De l’esprit d’entreprendre à « l’entreprenalisme » I. Qu’est ce que l’esprit d’entreprendre ? L’esprit d’entreprendre, c’est un état d’esprit et non le propre d’un staut, c’est une attitude face au monde, à la société qui nous entoure et dont les caractéristiques ont été très improprement décrites par la science économique. Avoir décrit les mécanismes économiques comme l’articulation de la poursuite des intérêts égoïstes de chacun, c’est d’abord n’avoir observé que la superficialité des relations sociales et ensuite, c’est s’être privé de cerner l’essentiel des ressorts entrepreneuriaux. Par ces analyses caricaturales, on s’est coupé de la capacité à encourager pleinement l’esprit d’entreprendre, autant qu’on s’est privé de la capacité à constater que l’épanouissement de l’esprit d’entreprise peut être inhibé par l’environnement social et les cadres politiques, juridiques et fiscaux. Comprendre les contours de la démarche entrepreneuriale est essentiel pour cerner les composantes de la dynamique qui s’est enclenchée dans notre pays et pour l’amplifier. Il y a cinq paliers dans une démarche entrepreneuriale :

1. La conscience citoyenne et la responsabilité individuelle La première étape quand on engage une démarche entrepreneuriale consiste à être intéressé par le monde environnant, à être curieux de ce qui s’y passe, à être attentif à ses besoins et à se sentir concerné par la recherche de solutions aux besoins auxquels on est sensible. Entreprendre, c’est ne pas passer à côté des besoins, des problèmes, des défauts, des insuffisances que l’on perçoit en considérant que l’on n’est pas concerné ; c’est au contraire penser que l’on peut, que l’on doit, soi-même, faire quelque chose pour répondre aux besoins présents dans son environnement, pour traiter un problème, pour apporter une solution, pour satisfaire une attente, pour combler une carence. C’est se sentir concerné, impliqué, responsable. Cette inclination, qui consiste à se sentir investi d’un rôle actif, est une première étape de responsabilité individuelle. « C’est à moi de faire quelque chose » : cette voix intérieure est une composante essentielle dans l’éveil d’une conscience « entreprenante ».Toutefois, cette seule étape peut conduire à manifester, à avoir un engagement militant, à vouloir s’indigner, à protester, à se plaindre de l’État, du « système », de la société, à passer des nuits, assis ou debout, en conspuant le monde moderne, sans véritablement avoir entrepris un projet constructif pour aller au bout de la réponse qui pourrait être apportée à un besoin social. Ainsi, cette première étape de conscience citoyenne, quoique préalable nécessaire à une démarche entreprenante, n’y conduit pas nécessairement. Une démarche entreprenante suppose une dimension supplémentaire.

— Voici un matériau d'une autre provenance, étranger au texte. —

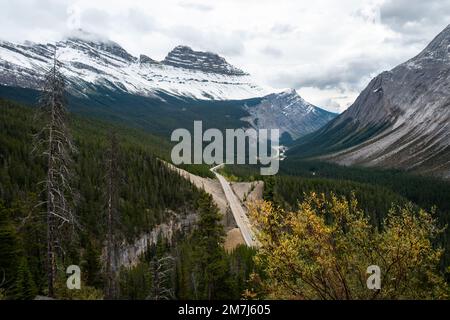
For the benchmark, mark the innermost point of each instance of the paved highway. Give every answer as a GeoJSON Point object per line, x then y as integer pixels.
{"type": "Point", "coordinates": [238, 211]}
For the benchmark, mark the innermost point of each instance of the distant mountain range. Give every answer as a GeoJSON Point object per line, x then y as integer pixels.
{"type": "Point", "coordinates": [400, 120]}
{"type": "Point", "coordinates": [290, 113]}
{"type": "Point", "coordinates": [90, 62]}
{"type": "Point", "coordinates": [108, 82]}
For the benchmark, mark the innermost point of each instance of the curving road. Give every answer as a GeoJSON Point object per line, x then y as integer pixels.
{"type": "Point", "coordinates": [238, 211]}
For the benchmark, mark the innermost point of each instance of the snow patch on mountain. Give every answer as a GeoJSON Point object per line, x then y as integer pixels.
{"type": "Point", "coordinates": [289, 113]}
{"type": "Point", "coordinates": [91, 61]}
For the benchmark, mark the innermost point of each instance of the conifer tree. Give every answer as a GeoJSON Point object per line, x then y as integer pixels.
{"type": "Point", "coordinates": [54, 143]}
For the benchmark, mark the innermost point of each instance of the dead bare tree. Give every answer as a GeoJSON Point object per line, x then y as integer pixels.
{"type": "Point", "coordinates": [54, 143]}
{"type": "Point", "coordinates": [162, 270]}
{"type": "Point", "coordinates": [112, 196]}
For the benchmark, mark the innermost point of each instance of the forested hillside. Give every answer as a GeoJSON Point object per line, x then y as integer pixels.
{"type": "Point", "coordinates": [149, 193]}
{"type": "Point", "coordinates": [376, 190]}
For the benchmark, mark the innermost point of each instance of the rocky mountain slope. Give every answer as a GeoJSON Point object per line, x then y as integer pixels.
{"type": "Point", "coordinates": [90, 62]}
{"type": "Point", "coordinates": [400, 120]}
{"type": "Point", "coordinates": [288, 112]}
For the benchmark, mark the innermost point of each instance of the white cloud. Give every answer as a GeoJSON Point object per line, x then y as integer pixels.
{"type": "Point", "coordinates": [327, 49]}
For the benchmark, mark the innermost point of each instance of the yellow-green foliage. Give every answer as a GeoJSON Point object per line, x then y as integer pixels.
{"type": "Point", "coordinates": [322, 251]}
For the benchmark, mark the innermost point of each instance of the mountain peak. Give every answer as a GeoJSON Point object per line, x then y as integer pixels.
{"type": "Point", "coordinates": [185, 57]}
{"type": "Point", "coordinates": [82, 40]}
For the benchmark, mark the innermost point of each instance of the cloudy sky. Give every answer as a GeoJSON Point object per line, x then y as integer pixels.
{"type": "Point", "coordinates": [326, 49]}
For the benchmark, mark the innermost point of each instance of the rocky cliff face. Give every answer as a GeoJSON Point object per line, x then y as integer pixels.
{"type": "Point", "coordinates": [91, 64]}
{"type": "Point", "coordinates": [185, 57]}
{"type": "Point", "coordinates": [402, 118]}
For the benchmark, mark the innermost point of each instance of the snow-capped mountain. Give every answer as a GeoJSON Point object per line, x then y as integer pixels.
{"type": "Point", "coordinates": [90, 62]}
{"type": "Point", "coordinates": [288, 112]}
{"type": "Point", "coordinates": [401, 119]}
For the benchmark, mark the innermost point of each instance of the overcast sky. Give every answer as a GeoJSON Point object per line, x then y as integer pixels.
{"type": "Point", "coordinates": [326, 49]}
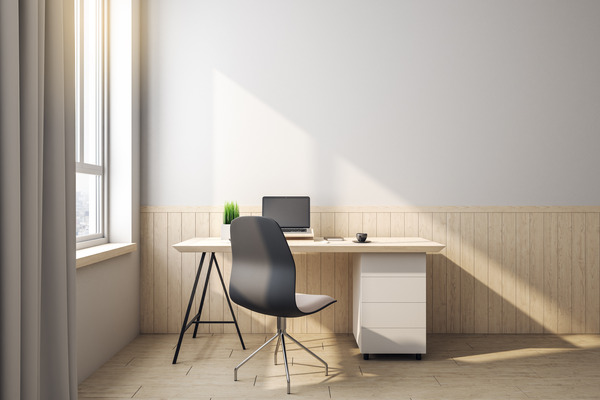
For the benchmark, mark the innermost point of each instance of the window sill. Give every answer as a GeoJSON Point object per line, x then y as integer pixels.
{"type": "Point", "coordinates": [96, 254]}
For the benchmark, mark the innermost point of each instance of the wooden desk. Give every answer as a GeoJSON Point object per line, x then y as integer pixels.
{"type": "Point", "coordinates": [389, 284]}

2. Tous entreprenants ! : l’élaboration d’un projet concret Le second stade dans une démarche entreprenante consiste à concevoir précisément le rôle que l’on entend jouer pour participer à un projet concret, qui apporte une réponse tangible aux besoins que l’on veut satisfaire. On peut vouloir suivre des études pour obtenir un diplôme et ainsi être apte à exercer un métier, s’engager dans une association, rechercher un poste dans des entreprises, passer des concours administratifs, se former pour acquérir une compétence… Mais aussi s’exercer à être un artiste accompli, rechercher des solutions techniques pour réaliser un produit, multiplier les rencontres avec des financiers pour lever des fonds…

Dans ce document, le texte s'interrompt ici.